Salem museum puts underwear on display


By D.A. Wilkinson

A museum display gets down to the basics.

SALEM — The Salem Historical Society & Museum may have the most interesting exhibit during Smithsonian Magazine’s Museum Day: underwear.

The day is designed to highlight museums across the nation. Some 651 museums across the nation took part last year, and more than 900 museums are participating this year.

People can go the magazine’s Web site and print out free admission tickets to the museum of their choice.

It’s the fourth year of Museum Day and the first year the local historical society is taking part, said director David Stratton.

The society will present its ongoing exhibit called “Victorian Secrets” that reveals the basics of dressing.
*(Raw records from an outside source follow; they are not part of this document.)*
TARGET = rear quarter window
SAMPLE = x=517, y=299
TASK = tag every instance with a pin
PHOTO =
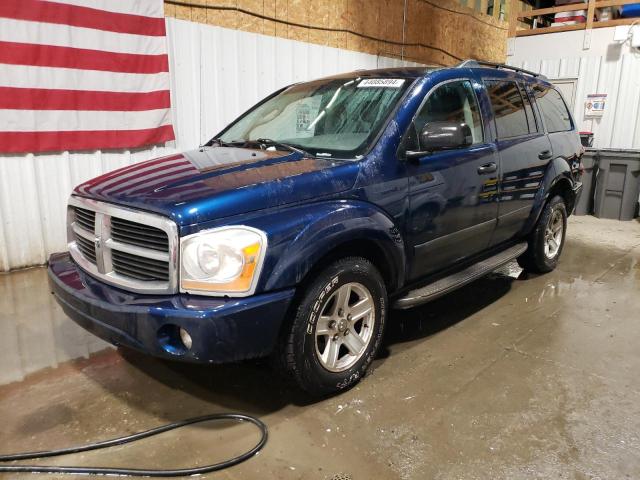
x=554, y=110
x=512, y=120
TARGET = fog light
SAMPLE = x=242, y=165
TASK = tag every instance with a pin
x=186, y=338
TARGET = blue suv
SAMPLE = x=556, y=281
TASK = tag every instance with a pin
x=296, y=229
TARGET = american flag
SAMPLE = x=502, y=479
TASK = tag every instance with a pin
x=83, y=75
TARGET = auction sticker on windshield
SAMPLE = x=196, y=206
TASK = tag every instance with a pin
x=381, y=82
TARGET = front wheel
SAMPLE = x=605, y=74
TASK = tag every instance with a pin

It is mostly focused on the Victorian era that began in the 1830s and ended in the early 1900s.

Stratton said the Smithsonian plan may or may not bring in more visitors.

Janice Lesher, the museum’s curator, said people are interested “in how people lived their daily life.”

In fact, the oldest item in the society’s entire collection is a pair of “very early men’s trousers.”

The garment dates to the 1700s. The thin pants are made of linen but also have sewn-on foot covers made of cotton.

The pants that came from Scotland, possibly with someone in them, were called “trews,” which may have been the origin of the word trousers, she said.

In the 1850s, round hoops covered with fabric gave women a bell shape. That eventually turned into the bustle. A mannequin at the museum wears a curved wire basket in the small of its back but under its garments to make its dress protrude at the back.

Lesher said the bustle was simply a new fashion.

How could a woman wearing a bustle sit without falling off a chair?

“It could be done. But she had to be careful,” Lesher said.

Most of the garments that survived were of good quality. Work clothes generally wore out.

The early garments were all hand-sewn, including leather shoes for adults and children.

The same christening garments were used by infant girls and boys.

Lesher said, “They were often heirlooms that were used by generations.”

Perhaps the most racy item is a woman’s undergarment consisting of a series of cloth circles loosely joined together. Lesher described it as “mostly decorative.”

Baths were far from the steamy pleasures of today’s indoor plumbing.

Homes at the time didn’t have indoor plumbing.

The exhibit includes a large metal saucer placed in front of a fireplace, just as it was 100 years ago. A built-in metal box was the seat, and a bucket-sized recess in the center held the hot water.

One of the problems with the Saturday night bath of yesteryear was that the water was probably used by more than one family member, Lesher added.